Dr. John B. Dossetor
Vangie Bergum explores [the mother/child] relationships through the narrative voice of the women in her research—a methodology for the "science of wisdom," distinct and different from the reductionist science of reproduction and obstetrics . . . Seen from this perspective, our whole health care involvement in the birthing of children takes on a very different slant. The technology of delivery is diminished... by the horizons of this broader vision. The narratives challenge us to reflect about this self/other relationship and the light it could throw on those other complex relationships that concern us in delivery of health care, as well as how it should inform and transform our thinking about our still largely patriarchal society.
Jeffrey A. Nisker
A Child on Her Mind is an important compassion conveyer for health care professionals, especially those who cannot approach true empathy with being pregnant, birthing, or placing, either because of being male or being a woman who has not yet or has chosen not to experience mothering.
Professor Lesley Page
This book will be of interest to…all who care about the moral imperative which mother love provides, to those thinking of adopting or giving up for adoption, for those who care for women and their families around the time of birth, and parents, midwives, doctors, nurses, social workers, and health care leaders.
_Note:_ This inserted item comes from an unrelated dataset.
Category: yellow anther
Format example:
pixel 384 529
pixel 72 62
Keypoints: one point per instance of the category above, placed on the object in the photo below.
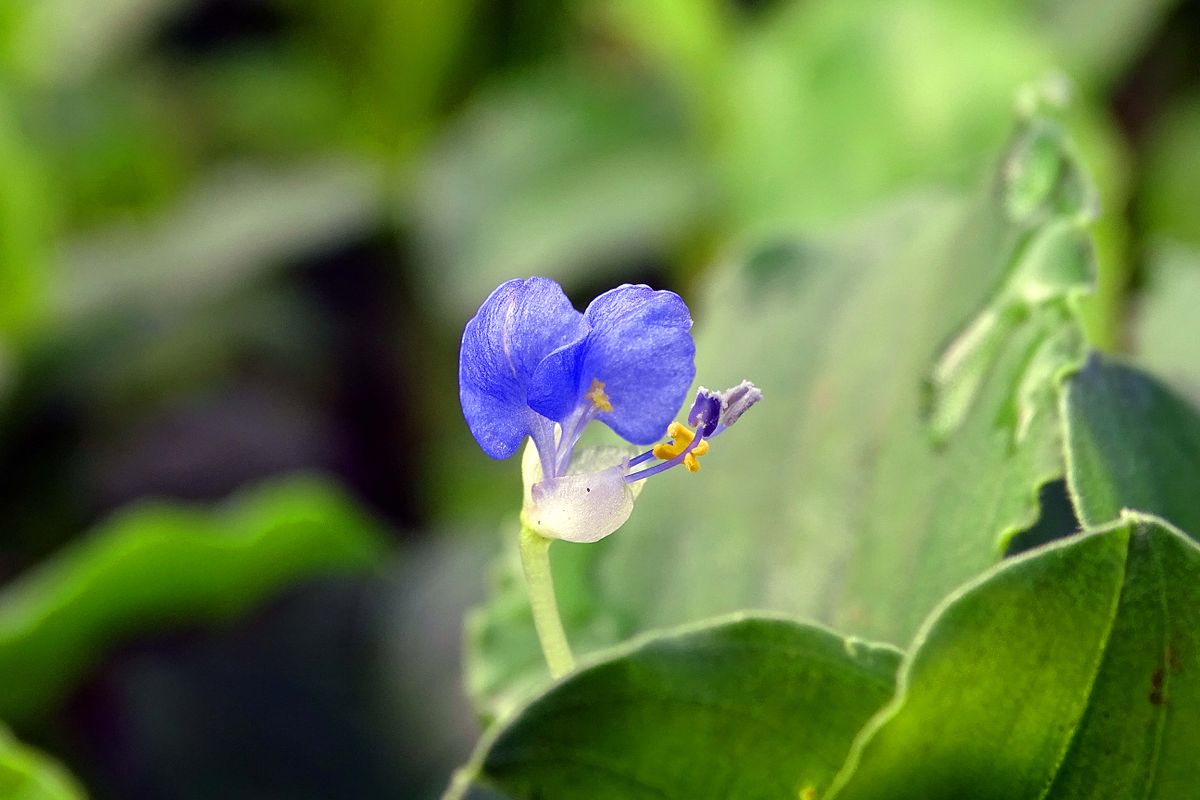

In short, the book will be of interest to all who care about the state of the world, and the crucial foundation of human caring, espcially mother love.
Sally Gadow
I know few researchers as deeply respectful of women's experience as Vangie Bergum. She describes mothering as a moral posture of being-for-the-other, as a life in which at least a corner—if not the center—of a woman's consciousness is irreversibly turned toward her child. The originality of Bergum's work is the proposal that mothering is an archetype of moral experience in which responsibility and reciprocity are linked. Reading the stories here and Bergum's delicate interpretations is itself a moral 'quickening.' I am profoundly grateful that she keeps wondering and worrying and writing about mothers and moral relationship.